I would like to add my thanks as well.

I can't remember the original reason I loaded C/f, but for me the killer app is multimode. Multimode makes recordings programmes on my favourite channels so hassle free. I could probably make do with everything else but this has turned my combined HDR-FOX T2s (1.02.20 and 1.03.12) into another level.
 
Imagine if the WebIF was able to make a recording start playing on the TV, or schedule a recording without needing a reboot first.
Apparently, the FVP-4000T can do these out-of-the-box (lots of other things it can't do, of course).
 
"One-off" is a slightly different usage, I think that comes from a limited production run ("run one of these off the line" or "make this as a one-off").

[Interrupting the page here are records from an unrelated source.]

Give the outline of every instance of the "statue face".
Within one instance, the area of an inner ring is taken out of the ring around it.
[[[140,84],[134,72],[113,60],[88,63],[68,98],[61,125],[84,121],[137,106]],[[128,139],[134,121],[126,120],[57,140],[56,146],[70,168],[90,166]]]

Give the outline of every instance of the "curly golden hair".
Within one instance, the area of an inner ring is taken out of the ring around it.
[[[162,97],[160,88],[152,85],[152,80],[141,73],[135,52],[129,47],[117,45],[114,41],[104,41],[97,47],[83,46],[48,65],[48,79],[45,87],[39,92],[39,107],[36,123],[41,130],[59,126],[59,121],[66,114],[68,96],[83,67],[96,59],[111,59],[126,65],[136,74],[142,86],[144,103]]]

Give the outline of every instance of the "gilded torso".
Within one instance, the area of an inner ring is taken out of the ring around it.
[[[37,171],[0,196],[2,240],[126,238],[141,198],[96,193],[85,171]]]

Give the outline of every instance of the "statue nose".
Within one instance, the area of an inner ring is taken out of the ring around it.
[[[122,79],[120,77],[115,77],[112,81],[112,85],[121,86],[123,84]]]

I don't know the origins, but "x-off" is the traditional way of expressing quantities (particularly when ordering) in many trades (certainly in the UK). I have it the wrong way around in my sig panel though, traditionally the description comes before the quantity: "HDR-FOX T2, 5-off".

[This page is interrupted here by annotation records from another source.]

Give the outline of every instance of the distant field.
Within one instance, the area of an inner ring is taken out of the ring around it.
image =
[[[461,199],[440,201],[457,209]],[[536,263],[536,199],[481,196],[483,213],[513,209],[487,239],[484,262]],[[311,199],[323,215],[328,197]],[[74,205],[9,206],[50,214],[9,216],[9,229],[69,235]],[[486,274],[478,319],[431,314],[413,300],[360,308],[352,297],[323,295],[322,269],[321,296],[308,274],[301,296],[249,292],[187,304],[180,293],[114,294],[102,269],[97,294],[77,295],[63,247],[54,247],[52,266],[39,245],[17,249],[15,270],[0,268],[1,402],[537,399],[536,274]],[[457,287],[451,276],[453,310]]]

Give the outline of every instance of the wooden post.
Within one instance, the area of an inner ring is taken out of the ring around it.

Similar usage is found in the military, where descriptions are rigidly most-significant-detail first, quantity last: "PVR, Humax HDR-FOX T2, 500GB HDD, Black, 5-off" (pretending they are also available in another colour).

Newbies sometimes think it should be "5 of" because it seems to make more sense (to them), but it's definitely "off".
 
Perhaps it's a shortened from of something like "take 5 off the stockpile of HDR-Fox T2 units"?
 
Perhaps it's a shortened from of something like "take 5 off the stockpile of HDR-Fox T2 units"?

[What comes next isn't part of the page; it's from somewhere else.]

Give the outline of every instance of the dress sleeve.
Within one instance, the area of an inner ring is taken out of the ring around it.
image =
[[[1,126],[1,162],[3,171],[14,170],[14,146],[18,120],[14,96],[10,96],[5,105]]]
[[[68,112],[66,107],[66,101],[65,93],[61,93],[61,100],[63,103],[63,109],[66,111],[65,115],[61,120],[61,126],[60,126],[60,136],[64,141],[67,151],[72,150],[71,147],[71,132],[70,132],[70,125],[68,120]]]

I suspect it is more "I'll have 5 of those" although in ordering things it is more like BH says "item 2, 5 off" when written on an order.
 
The point is that just a number on its own is ambiguous, and may require the subject (or is that object?) to be pluralised to make a grammatical sentence. A means to flag the number as a quantity is required, which could be "Qty: 5" but still requires interpretation.
 
Although I accept that it can be used to prevent ambiguous miss-interpretation. I'ts not the usage requirement that's under discussion, but the word 'off' itself, rather than 'of'.
If 'one-off' is a sort of abbreviation for 'one off the production run', then surly, by the same mantra, 'three off' is also correct (shortened to 3 off')? Where the 'off' is referring to the production run, not the quantity (how ambiguous is that?) And this convention has now entered common usage.
 
I was only guessing, the etymology would have to be properly researched to see where it really came from. Much of what one reads about origins of words and phrases (especially on the Web) are only people's guesses anyway. My copy of the Complete Oxford English Dictionary (which lists historical records of where examples of words and phrases were first used) is 230 miles away.
 
My copy of the Complete Oxford English Dictionary (which lists historical records of where examples of words and phrases were first used) is 230 miles away.
Most public UK libraries subscribe to OED enabling library members to access OED references on-line.
The entry begins
" 12. Used with a preceding numeral to represent a quantity in production or manufacture, or an item or number of items so produced. Usu. as one off: see one-off n. Cf. once-off adj. and n. at once adv., conj., adj., and n. Special uses 2."
The oldest quote for non-singular usage is from Science at War (1947) and refers to mass production.
 
Ta.

I was unaware of this library business, I shall have to look into it for future reference. I suspect the availability from outside the actual library is going to vary from authority to authority.
 
I don't know where you live BH but Bristol, Cardiff and Newport public library members can access the OED on-line version of the 20 volume OED. It also includes quarterly revised entries for the 3rd edition.

Go to http://www.oed.com/ and click on sign-in. Two sign-in options are then displayed. Select the one which asks for your library card number!
 
Interesting. I tried my real library card number which I haven't used for donkey's years and it appeared to work. I logged out and back in again with a completely made up one in the same format and that worked too. You wonder why they bother really.